Aus Ärger lernen Mk 10,25-45
Es gibt viele Gründe, sich über die Kirche und in ihr zu ärgern. Diese Gründe können unterschiedlich, ja gegensätzlich sein. Was dem einen ein Herzensanliegen ist, ist dem anderen ein Ärgernis. Was dieser als richtig erkannt hat, hält jener für einen fatalen Irrtum.
Auch das ist nicht neu. Im Evangelium bitten zwei Brüder aus dem Kreis der Zwölf Jesus, in seiner Herrlichkeit „einen von uns rechts und den andern links neben dir sitzen“ zu lassen.
Das ärgert die anderen zehn. Warum? Vielleicht, weil die beiden sich vordrängeln und eine Sonderrolle beanspruchen. Oder weil auch die übrigen Apostel glauben, dass die Nähe zu Jesus weltliche Macht bedeute, und fürchten, dann selbst der Macht der beiden unterworfen zu sein. Oder aus Neid, weil auch sie nach Macht über andere streben. Lauter gute Gründe, sich zu ärgern.

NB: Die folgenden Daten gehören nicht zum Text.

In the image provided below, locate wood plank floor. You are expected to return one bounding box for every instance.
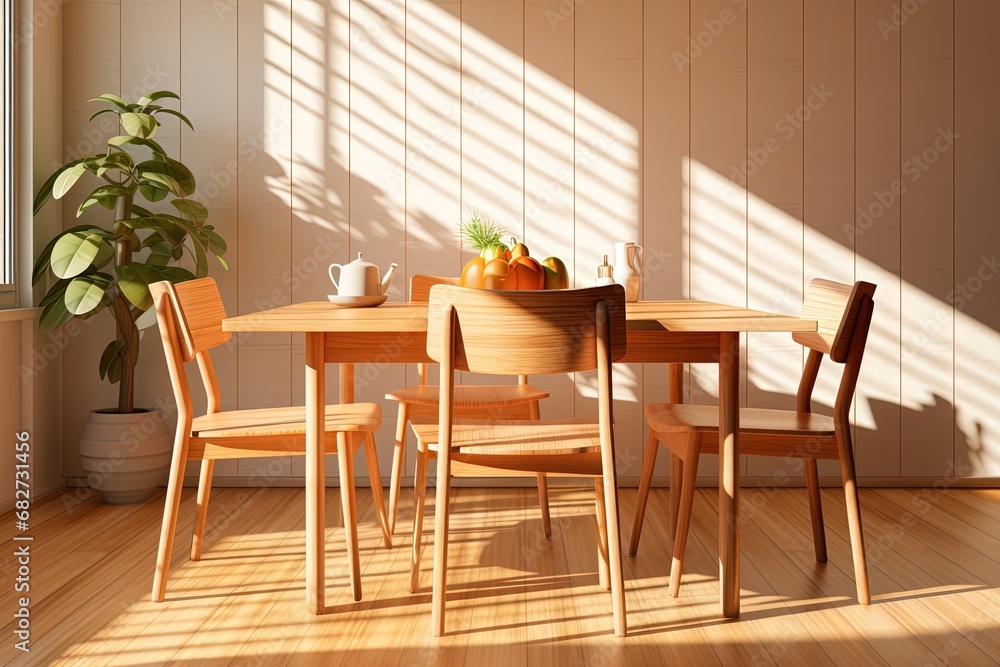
[0,486,1000,667]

Ich kenne diesen Ärger. Aber ich kenne auch die Versuchung der Macht. Manchmal ärgert mich an anderen, was ich in mir bekämpfe. Vielleicht fasst mich deshalb die Reaktion Jesu so an. Er weist nicht die einen vor den anderen zurecht, sondern alle miteinander. Was er sagt, gilt allen gleichermaßen: Die Mächtigen in der Welt missbrauchen ihre Macht. „Bei euch aber soll es nicht so sein!“
Wir sollen die Nähe Jesu suchen. Aber die Nähe Jesu bedeutet nicht weltliche Macht. Und weltliche Macht bedeutet nicht Nähe Jesu. Das gilt übrigens nicht nur in der Kirche, sondern genauso für die Kirche. Wir sollten daher nicht bloß von der „Macht inder Kirche“ sprechen, sondern auch von der „Macht der Kirche“, die sie gesellschaftlich und wirtschaftlich sehr weltlich beansprucht und zu erhalten sucht.
Die Nähe Jesu und der Dienst, zu dem er uns ruft, sind anders. Sie bedeuten, mit ihm den Kelch der Liebe zu trinken, die bereit ist, an den Menschen und für die Menschen zu leiden. Über die freue ich mich. Und sie will ich erlernen.
Komisch, manchmal fängt dieser Lernprozess damit an, dass ich mich über andere ärgere.